Other medical students she knew were doing the same. Simmons recalls Banks and older physicians as important role models, including cardiothoracic surgeon George Jackson, who commissioned painter Suzanne Jackson to cover one exterior wall of his private practice with a mural. One small detail of the LACMA show, however, helped clarify Simmons’s sense of mission as a collector: She couldn’t help but notice that most lenders of the show’s historical material had Jewish surnames.
“It was really eye-opening for me,” she recalls. “The major pieces of our work were not owned by us. That’s a reason I’ve tried to assemble a collection that is museum-worthy.” With the exception of Hammons, few of the artists in the “Dig” show have been widely pursued by contemporary white collectors or large public institutions, although Banks, Lewis, and others have steered select pieces into the permanent collections at the Oakland Museum, the Corcoran Gallery in Washington, D.C., the Whitney in New York, and LACMA. That attitude is quickly changing, however, with a growing awareness of the historical importance—not to mention the rising market value—of black L.A. artists.
Recognition on the scale of the “Dig” show would have seemed unthinkable when Outterbridge was scraping by as a bus driver in Chicago. Equally unimaginable at that time was the establishment’s embrace of an African-American artist such as Walker, who has had solo exhibitions all over the world, including a midcareer survey at the Walker Art Center. Contemporary star Mark Bradford even eschews labels of race, such as “African-American artist”—which shows just how much has happened since Stan Sanders was arguing politics and art with Hammons, Outterbridge, and other members of the “Dig” crowd back in the Seventies.

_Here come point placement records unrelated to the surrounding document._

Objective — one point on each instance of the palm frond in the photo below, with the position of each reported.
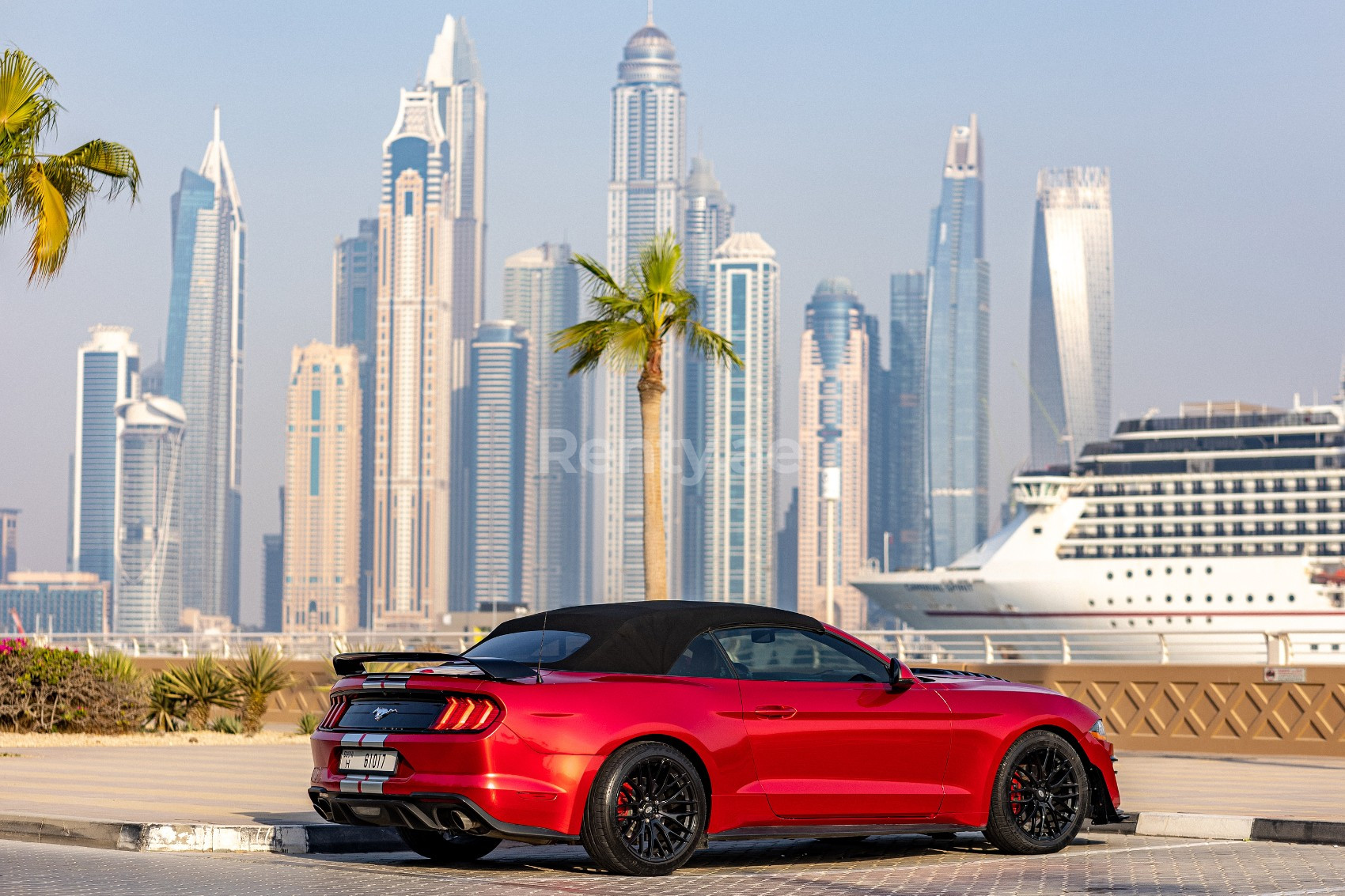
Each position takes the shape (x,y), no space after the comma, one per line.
(708,343)
(26,111)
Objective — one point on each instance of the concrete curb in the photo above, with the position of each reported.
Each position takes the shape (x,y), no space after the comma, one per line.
(1233,828)
(292,840)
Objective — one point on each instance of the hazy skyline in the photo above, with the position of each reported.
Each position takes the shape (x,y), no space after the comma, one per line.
(826,124)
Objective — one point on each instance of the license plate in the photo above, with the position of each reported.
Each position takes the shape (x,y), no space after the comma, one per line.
(369,761)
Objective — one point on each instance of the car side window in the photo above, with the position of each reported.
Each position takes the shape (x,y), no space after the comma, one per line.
(794,654)
(703,658)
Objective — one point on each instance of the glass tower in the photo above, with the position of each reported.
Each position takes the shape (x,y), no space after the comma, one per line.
(708,224)
(1070,351)
(834,445)
(109,366)
(354,323)
(499,448)
(740,418)
(203,372)
(957,357)
(320,533)
(905,422)
(147,594)
(643,201)
(542,295)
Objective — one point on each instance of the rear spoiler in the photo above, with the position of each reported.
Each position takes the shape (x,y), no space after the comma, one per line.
(495,669)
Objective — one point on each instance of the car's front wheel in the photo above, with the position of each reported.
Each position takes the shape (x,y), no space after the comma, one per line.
(1040,796)
(447,848)
(646,811)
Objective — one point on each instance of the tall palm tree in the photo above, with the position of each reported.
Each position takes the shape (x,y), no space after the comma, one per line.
(631,326)
(50,191)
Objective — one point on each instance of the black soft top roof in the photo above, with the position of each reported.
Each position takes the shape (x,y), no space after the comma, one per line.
(643,638)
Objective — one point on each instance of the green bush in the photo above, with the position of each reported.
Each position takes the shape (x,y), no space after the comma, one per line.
(257,677)
(44,689)
(199,688)
(228,725)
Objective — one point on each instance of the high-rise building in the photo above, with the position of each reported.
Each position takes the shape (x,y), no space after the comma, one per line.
(108,373)
(958,357)
(65,602)
(499,445)
(542,295)
(273,581)
(203,372)
(147,589)
(354,323)
(453,80)
(740,416)
(787,558)
(643,201)
(430,244)
(1070,351)
(708,224)
(880,510)
(833,452)
(322,490)
(905,422)
(9,541)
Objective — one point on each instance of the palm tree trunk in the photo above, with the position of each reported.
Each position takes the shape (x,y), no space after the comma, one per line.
(651,460)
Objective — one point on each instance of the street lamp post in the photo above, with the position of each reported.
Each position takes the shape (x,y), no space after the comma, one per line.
(832,494)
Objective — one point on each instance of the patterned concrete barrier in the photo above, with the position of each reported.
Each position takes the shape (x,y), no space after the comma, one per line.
(1207,709)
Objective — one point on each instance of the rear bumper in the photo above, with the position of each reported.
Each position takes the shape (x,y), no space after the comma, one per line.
(426,811)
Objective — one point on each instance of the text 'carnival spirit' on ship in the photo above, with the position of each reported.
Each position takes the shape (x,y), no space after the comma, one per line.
(1229,517)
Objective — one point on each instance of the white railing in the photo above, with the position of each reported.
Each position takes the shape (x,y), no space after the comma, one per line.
(914,646)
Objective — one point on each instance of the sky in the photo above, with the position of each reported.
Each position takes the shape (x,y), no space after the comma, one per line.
(826,123)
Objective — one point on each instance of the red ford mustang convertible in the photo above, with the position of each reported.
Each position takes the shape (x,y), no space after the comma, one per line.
(645,731)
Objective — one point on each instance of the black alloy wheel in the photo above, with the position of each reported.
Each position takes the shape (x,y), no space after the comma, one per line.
(646,811)
(1040,796)
(445,846)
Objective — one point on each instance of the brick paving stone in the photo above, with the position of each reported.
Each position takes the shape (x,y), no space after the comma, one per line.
(899,865)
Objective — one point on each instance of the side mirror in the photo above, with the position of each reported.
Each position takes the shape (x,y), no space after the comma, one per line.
(900,675)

“People would wrestle with that,” Sanders explains, “like, What is a Negro? We didn’t quite know what a Negro was. We had arguments all night long about whether the word should be capitalized.” He recalls with a chuckle that the birth certificate of a former law partner, who was born in Los Angeles in 1940, categorized his race as “Abyssinian.” Sanders’s wife, Debbie, shakes her head at what now seems a historical absurdity—one which only underscores how fluid yet intractable the issue of race continues to be in America.
“My parents were ‘colored,’ ” she says. “I was a ‘Negro.’ My daughters were ‘black.’ And now my granddaughter is ‘African-American.’ Go figure.”